HOW ONE WASHINGTON TERRITORIAL JUSTICE EXPLOITED HIS NETWORKS TO INFLUENCE THE REGION’S LEGAL AND SOCIAL HISTORY

“Perhaps the single most enlightening takeaway for me was the stark contrast between the legal landscape of Fitzhugh’s time and that of my own. No current judge would even consider hearing, on appeal, a case over which they had presided as the trial judge…an entertaining and educational read.”—Chuck Snyder, retired Whatcom County Superior Court Judge

Along with his privileged education, Edmund C. Fitzhugh was deeply shaped by his Virginia family’s history and ethics. “From the moment Fitzhugh’s tall leather boots struck the mud flats in front of the Roeder-Peabody Mill in 1854, the effects of the charismatic man on the infant community and Washington Territory were wide, and for some people, destructive,” says Candace A. Wellman, author of the new book, Man of Treacherous Charm: Territorial Justice Edmund C. Fitzhugh, the first full biography of a Washington Territory justice. His life offers insights into the people, politics, and legal practices—vastly different from today—of the territory and 19th century American West. “Fitzhugh was appointed to the federal bench while under indictment for murder. He made measured judicial decisions, helped organize the early Democratic Party machine in California and Washington, helped run a national presidential campaign, and fought heroically in the Civil War. And yet he died alone in a dingy hotel,” she adds.

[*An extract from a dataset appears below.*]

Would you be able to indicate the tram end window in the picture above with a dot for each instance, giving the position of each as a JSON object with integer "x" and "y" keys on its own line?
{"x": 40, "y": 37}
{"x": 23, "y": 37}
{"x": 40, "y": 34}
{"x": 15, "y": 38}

Wellman’s interest in Fitzhugh began while she volunteered at the Washington State Archives and started to research her first book about indigenous womens’ roles in early Pacific Northwest history. One of the women married Fitzhugh, and Wellman noted his influence on the region’s legal and social history, along with his participation in important events in gold rush era San Francisco and Civil War Virginia. She decided to tell his story, traveling to Virginia to conduct research in Fitzhugh’s hometown and state repositories, as well as to the National Archives, San Francisco’s library, and multiple Washington State collections. Across two decades, she worked with dozens of collaborators.

Born into a wealthy, slave-owning colonial Virginia clan, Fitzhugh learned to focus on accumulating wealth and power. Following his West Point expulsion, he became a small-town lawyer and legislator before seeking fortune in San Francisco, where he associated with prominent attorneys and California Democrats. After coal was discovered in Washington Territory, a newly formed syndicate sent Fitzhugh north to open and manage a Bellingham Bay coal mine, and to sway that region’s Democrats. Elected Whatcom County’s first auditor, he used his position as the territory’s largest employer to benefit himself and the mine. He married two important indigenous women who brought their own kind of wealth and influence. He also exploited family, personal, and political networks to become the first local Indian agent during the Treaty War, a military aide to Governor Isaac Stevens, a district and supreme court justice, and a member of Brigadier General Eppa Hunton’s Civil War staff. After Fitzhugh kidnapped his two children and sent them to a distant white family, his indigenous wives deserted him. Two later marriages to women from prominent colonial families also did not last.